1 Shares must meet the public trading requirements set forth in the option. Shares must be valued in accordance with the terms of the option being exercised, must have been owned for the minimum period required in the option, and must be owned free and clear of any liens, claims, encumbrances or security interests. Certificates must be endorsed or accompanied by an executed assignment separate from certificate.

By this exercise, I agree to provide any additional documents you may reasonably require to complete the exercise of this option and the issuance of shares of the Common Stock of the Company in accordance with all applicable laws.

I make the following representations with respect to the number of shares of Common Stock of the Company listed above (the "Shares"), which I am acquiring for my own account upon the exercise of the Option described above:

I acknowledge that all certificates representing any of the Shares subject to the provisions of the Option will be endorsed with appropriate legends reflecting the limitations described above, as well as any legends reflecting restrictions under the Company's Articles of Incorporation, Bylaws and/or applicable securities laws.
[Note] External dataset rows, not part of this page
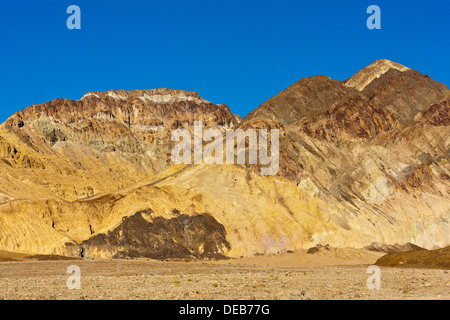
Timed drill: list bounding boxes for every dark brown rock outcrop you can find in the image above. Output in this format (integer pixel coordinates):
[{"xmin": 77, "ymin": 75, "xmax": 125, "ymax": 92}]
[{"xmin": 65, "ymin": 209, "xmax": 231, "ymax": 260}]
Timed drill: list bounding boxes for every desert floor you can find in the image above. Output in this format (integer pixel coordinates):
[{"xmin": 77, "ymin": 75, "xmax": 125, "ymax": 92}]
[{"xmin": 0, "ymin": 249, "xmax": 448, "ymax": 300}]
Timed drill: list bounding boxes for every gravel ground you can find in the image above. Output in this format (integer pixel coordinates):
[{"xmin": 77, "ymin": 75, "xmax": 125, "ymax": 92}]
[{"xmin": 0, "ymin": 259, "xmax": 448, "ymax": 300}]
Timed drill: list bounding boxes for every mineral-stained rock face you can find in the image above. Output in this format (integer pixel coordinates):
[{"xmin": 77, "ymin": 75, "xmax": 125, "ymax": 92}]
[
  {"xmin": 415, "ymin": 96, "xmax": 450, "ymax": 126},
  {"xmin": 296, "ymin": 96, "xmax": 398, "ymax": 142},
  {"xmin": 0, "ymin": 60, "xmax": 449, "ymax": 259},
  {"xmin": 0, "ymin": 88, "xmax": 237, "ymax": 202},
  {"xmin": 239, "ymin": 59, "xmax": 450, "ymax": 250}
]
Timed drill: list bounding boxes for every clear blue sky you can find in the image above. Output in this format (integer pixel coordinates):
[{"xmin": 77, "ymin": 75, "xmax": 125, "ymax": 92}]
[{"xmin": 1, "ymin": 0, "xmax": 450, "ymax": 123}]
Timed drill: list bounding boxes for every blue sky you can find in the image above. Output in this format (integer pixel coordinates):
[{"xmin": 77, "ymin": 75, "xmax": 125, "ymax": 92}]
[{"xmin": 1, "ymin": 0, "xmax": 450, "ymax": 122}]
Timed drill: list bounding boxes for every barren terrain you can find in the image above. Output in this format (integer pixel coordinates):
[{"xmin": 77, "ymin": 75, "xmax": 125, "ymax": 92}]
[{"xmin": 0, "ymin": 249, "xmax": 448, "ymax": 300}]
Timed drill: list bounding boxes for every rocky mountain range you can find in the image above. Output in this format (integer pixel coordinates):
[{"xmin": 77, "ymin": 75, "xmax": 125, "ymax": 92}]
[{"xmin": 0, "ymin": 59, "xmax": 448, "ymax": 259}]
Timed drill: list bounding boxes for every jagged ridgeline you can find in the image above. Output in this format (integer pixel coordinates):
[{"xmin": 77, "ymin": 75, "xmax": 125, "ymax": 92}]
[{"xmin": 0, "ymin": 60, "xmax": 449, "ymax": 259}]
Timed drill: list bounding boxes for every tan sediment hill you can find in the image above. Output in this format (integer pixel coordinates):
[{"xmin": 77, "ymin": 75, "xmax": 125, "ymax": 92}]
[
  {"xmin": 0, "ymin": 61, "xmax": 449, "ymax": 260},
  {"xmin": 223, "ymin": 247, "xmax": 385, "ymax": 267},
  {"xmin": 363, "ymin": 242, "xmax": 426, "ymax": 254},
  {"xmin": 0, "ymin": 249, "xmax": 28, "ymax": 262},
  {"xmin": 375, "ymin": 246, "xmax": 450, "ymax": 269},
  {"xmin": 0, "ymin": 249, "xmax": 80, "ymax": 262}
]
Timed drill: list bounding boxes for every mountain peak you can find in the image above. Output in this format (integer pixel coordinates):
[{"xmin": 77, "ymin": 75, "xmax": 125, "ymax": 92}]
[{"xmin": 343, "ymin": 59, "xmax": 410, "ymax": 91}]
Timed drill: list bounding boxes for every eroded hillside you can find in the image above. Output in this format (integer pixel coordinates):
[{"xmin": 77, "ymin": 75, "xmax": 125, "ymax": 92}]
[{"xmin": 0, "ymin": 60, "xmax": 448, "ymax": 258}]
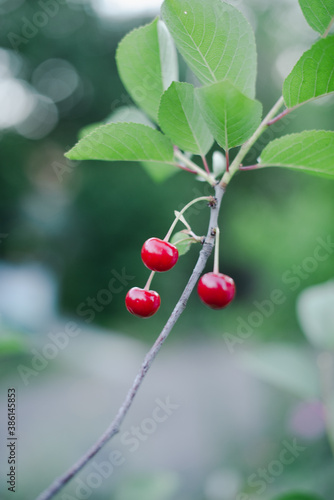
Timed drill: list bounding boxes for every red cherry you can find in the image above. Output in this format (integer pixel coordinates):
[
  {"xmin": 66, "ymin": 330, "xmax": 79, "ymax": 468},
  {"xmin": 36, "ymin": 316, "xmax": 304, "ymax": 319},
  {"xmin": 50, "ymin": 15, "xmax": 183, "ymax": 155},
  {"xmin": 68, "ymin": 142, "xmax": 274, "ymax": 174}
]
[
  {"xmin": 125, "ymin": 287, "xmax": 161, "ymax": 318},
  {"xmin": 141, "ymin": 238, "xmax": 179, "ymax": 272},
  {"xmin": 197, "ymin": 272, "xmax": 235, "ymax": 309}
]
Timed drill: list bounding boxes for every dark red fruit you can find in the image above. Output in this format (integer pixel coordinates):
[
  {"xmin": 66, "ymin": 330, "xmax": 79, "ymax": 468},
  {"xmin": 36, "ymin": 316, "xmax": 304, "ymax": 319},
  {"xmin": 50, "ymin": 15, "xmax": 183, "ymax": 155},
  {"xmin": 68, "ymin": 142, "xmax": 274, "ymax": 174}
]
[
  {"xmin": 125, "ymin": 287, "xmax": 161, "ymax": 318},
  {"xmin": 197, "ymin": 272, "xmax": 235, "ymax": 309},
  {"xmin": 141, "ymin": 238, "xmax": 179, "ymax": 272}
]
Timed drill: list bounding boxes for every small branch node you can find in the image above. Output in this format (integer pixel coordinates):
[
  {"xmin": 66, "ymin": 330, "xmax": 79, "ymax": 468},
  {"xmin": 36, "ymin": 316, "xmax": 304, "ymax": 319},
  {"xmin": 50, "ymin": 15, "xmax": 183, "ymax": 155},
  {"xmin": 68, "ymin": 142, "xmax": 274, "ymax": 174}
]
[{"xmin": 207, "ymin": 196, "xmax": 218, "ymax": 208}]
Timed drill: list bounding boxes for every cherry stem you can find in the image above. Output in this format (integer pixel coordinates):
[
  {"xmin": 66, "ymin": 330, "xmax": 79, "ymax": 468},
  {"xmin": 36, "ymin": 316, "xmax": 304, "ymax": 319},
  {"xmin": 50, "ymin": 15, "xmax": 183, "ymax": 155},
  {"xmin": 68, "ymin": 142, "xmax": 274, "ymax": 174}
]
[
  {"xmin": 144, "ymin": 271, "xmax": 155, "ymax": 291},
  {"xmin": 187, "ymin": 229, "xmax": 203, "ymax": 242},
  {"xmin": 164, "ymin": 196, "xmax": 212, "ymax": 243},
  {"xmin": 267, "ymin": 107, "xmax": 292, "ymax": 126},
  {"xmin": 225, "ymin": 149, "xmax": 230, "ymax": 173},
  {"xmin": 201, "ymin": 155, "xmax": 211, "ymax": 175},
  {"xmin": 174, "ymin": 211, "xmax": 192, "ymax": 232},
  {"xmin": 213, "ymin": 226, "xmax": 220, "ymax": 274},
  {"xmin": 239, "ymin": 164, "xmax": 261, "ymax": 171}
]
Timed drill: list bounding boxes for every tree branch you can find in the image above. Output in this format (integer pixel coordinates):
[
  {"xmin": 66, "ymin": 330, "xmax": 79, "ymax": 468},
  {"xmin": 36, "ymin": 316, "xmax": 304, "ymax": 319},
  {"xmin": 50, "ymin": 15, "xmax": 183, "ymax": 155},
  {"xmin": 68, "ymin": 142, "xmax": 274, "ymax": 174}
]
[{"xmin": 35, "ymin": 183, "xmax": 225, "ymax": 500}]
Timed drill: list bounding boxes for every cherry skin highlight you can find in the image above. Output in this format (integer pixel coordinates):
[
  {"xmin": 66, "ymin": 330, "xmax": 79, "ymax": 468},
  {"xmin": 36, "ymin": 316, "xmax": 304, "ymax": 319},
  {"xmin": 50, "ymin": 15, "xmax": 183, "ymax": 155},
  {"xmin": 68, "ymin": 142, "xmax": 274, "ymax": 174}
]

I further agree that, if required by the Company (or a representative of the underwriters) in connection with an underwritten registration of the offering of any securities of the Company under the Securities Act, I will not sell or otherwise transfer or dispose of any shares of Common Stock or other securities of the Company during a period not to exceed one hundred eighty (180) days following the effective date (the "Effective Date") of the registration statement of the Company filed under the Securities Act. For purposes of this restriction I will be considered to own securities that (i) are owned directly or indirectly by me, including securities held for my benefit by nominees, custodians, brokers or pledgees; (ii) may be acquired by me within sixty (60) days of the Effective Date; (iii) are owned directly or indirectly, by or for my brothers or sisters (whether by whole or half blood), spouse, ancestors and lineal descendants; or (iv) are owned, directly or indirectly, by or for a corporation, partnership, estate or trust of which I am a shareholder, partner or beneficiary, but only to the extent of my proportionate interest in the corporation, partnership, estate or trust as a shareholder, partner or beneficiary. I further agree that the Company may impose stop-transfer instructions with respect to securities subject to the restrictions, described above, until the end of such period.